A new 126,000-square-foot plant in Cambridge is now the biggest licensed private-sector recycling facility in Ontario, Waste Management Canada has announced.


A new 126,000-square-foot plant in Cambridge is now the biggest licensed private-sector recycling facility in Ontario, Waste Management Canada has announced.

An attempt to increase the waste diversion rate of businesses, which often fall well below residential rates, Waste Management officials say they are using an improved recycling process to support Ontario’s landfill diversion goals and extracts more value from the waste coming into the plant.

“This new, state-of-the-art, single-stream recycling facility is the first of its kind for Waste Management of Canada,” announced Brad Muter, Area VP for Eastern Canada at Waste Management. “Our goal was to target business customers in particular because they do not have as many recycling options as residential consumers. One of the biggest advantages of the single-stream process is the convenience it grants to the customer. Material separation and decisions about what goes in and what stays out are no longer required. Customers can send all their materials together.”

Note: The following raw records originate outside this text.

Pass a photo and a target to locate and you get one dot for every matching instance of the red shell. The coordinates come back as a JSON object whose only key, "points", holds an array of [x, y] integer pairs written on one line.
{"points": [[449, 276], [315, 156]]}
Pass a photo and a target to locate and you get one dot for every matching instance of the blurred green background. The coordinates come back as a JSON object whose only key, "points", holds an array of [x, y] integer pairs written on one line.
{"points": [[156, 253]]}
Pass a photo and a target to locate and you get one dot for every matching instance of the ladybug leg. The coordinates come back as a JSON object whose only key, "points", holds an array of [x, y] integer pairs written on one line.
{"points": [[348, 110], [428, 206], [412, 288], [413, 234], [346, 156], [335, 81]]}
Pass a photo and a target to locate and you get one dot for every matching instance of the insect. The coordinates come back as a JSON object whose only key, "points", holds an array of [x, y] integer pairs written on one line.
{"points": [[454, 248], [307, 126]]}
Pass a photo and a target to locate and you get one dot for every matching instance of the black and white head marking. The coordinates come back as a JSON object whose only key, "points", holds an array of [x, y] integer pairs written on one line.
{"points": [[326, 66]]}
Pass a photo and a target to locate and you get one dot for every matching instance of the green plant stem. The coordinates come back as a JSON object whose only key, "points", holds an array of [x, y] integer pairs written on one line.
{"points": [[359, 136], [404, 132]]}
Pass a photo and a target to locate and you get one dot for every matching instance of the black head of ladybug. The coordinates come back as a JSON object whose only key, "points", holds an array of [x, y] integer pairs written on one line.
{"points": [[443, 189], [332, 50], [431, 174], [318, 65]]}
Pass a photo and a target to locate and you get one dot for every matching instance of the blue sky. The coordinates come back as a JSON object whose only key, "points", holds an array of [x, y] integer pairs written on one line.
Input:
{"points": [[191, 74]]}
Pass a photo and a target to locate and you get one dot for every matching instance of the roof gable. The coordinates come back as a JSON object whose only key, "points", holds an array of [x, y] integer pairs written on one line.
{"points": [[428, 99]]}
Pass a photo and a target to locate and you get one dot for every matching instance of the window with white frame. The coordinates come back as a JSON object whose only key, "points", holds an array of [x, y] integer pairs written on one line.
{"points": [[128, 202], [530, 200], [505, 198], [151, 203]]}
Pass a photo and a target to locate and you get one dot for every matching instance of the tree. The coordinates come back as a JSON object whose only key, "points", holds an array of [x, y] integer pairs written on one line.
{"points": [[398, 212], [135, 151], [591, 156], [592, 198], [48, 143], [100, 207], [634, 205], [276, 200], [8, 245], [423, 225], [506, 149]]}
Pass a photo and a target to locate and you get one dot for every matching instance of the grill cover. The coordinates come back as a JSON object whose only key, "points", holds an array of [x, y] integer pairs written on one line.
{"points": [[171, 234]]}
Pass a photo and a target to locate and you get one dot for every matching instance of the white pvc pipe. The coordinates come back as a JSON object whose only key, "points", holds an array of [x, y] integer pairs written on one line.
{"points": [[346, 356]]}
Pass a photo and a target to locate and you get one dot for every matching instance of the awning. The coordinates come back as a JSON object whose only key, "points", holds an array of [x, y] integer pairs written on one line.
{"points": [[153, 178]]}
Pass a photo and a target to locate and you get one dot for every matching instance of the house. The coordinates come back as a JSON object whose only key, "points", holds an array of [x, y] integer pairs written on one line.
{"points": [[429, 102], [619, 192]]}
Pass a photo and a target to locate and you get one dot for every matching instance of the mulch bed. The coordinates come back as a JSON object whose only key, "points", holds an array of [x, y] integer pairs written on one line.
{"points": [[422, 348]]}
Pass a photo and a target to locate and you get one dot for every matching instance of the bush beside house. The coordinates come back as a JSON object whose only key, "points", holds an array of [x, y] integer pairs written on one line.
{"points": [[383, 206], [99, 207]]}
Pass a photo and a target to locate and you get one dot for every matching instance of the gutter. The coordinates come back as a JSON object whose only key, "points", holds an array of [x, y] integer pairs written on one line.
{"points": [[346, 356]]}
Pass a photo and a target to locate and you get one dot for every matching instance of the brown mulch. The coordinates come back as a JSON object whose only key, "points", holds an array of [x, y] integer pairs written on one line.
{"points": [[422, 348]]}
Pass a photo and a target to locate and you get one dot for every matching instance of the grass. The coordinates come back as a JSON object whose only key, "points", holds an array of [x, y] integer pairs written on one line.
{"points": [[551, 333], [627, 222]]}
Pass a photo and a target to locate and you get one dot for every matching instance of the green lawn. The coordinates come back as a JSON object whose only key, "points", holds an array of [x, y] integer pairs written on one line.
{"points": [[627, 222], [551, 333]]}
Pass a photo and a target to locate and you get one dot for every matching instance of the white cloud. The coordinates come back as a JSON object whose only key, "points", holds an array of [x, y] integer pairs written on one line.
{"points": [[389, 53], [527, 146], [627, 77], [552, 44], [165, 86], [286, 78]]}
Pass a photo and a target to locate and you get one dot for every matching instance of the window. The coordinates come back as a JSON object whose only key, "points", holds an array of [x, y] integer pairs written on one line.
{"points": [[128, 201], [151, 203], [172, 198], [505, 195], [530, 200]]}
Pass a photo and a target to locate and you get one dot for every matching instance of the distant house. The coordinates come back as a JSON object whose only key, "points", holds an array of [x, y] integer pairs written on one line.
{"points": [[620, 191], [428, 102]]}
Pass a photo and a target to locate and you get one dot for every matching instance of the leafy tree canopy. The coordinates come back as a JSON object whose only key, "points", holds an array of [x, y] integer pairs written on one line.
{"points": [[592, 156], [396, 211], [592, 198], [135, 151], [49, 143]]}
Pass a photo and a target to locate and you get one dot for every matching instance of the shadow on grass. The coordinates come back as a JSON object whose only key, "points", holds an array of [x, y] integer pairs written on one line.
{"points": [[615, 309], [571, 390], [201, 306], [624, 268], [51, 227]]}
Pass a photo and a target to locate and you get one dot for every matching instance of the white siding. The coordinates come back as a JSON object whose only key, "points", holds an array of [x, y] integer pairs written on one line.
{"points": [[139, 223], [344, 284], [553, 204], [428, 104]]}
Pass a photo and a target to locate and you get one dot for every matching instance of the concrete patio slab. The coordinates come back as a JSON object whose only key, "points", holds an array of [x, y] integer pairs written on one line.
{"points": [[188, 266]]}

The new plant will utilize a paper magnet, optical sorter, electro-magnetic technology and various screen sorters.

The facility is expected to process up to 550,000 tonnes of material per year from southwestern Ontario 

The Cambridge facility has created approximately 80 new jobs, as well as indirect economic benefits for both the local Cambridge economy and the wider Ontario economy. Waste collected for the facility will come principally from southwestern Ontario, ranging from Niagara to Barrie, and Sarnia to Oshawa.

The single-stream recycling process will accept both industrial and municipal waste, with a significant focus on businesses, Waste Management says. 

Waste Management believes “a single-stream process eliminates the need for businesses to separate plastics, metals and papers prior to collection and is expected to greatly improve participation by businesses, and in particular restaurants, in recycling,” the company wrote in a November 16, 2012 release to media.

The Cambridge facility kicked off its official opening with a ceremonial “blue box tipping” onto the plant’s line by special guests Gary Goodyear, the federal Minister of State for Science and Technology, and Cambridge Mayor Doug Craig.

Ontario Environment Minister Jim Bradley voiced his support for the enhanced recycling opportunities the facility offers customers. “The new plant has the potential to dramatically increase diversion of waste to economic uses rather than taking up landfill space. It is also creating new green jobs.”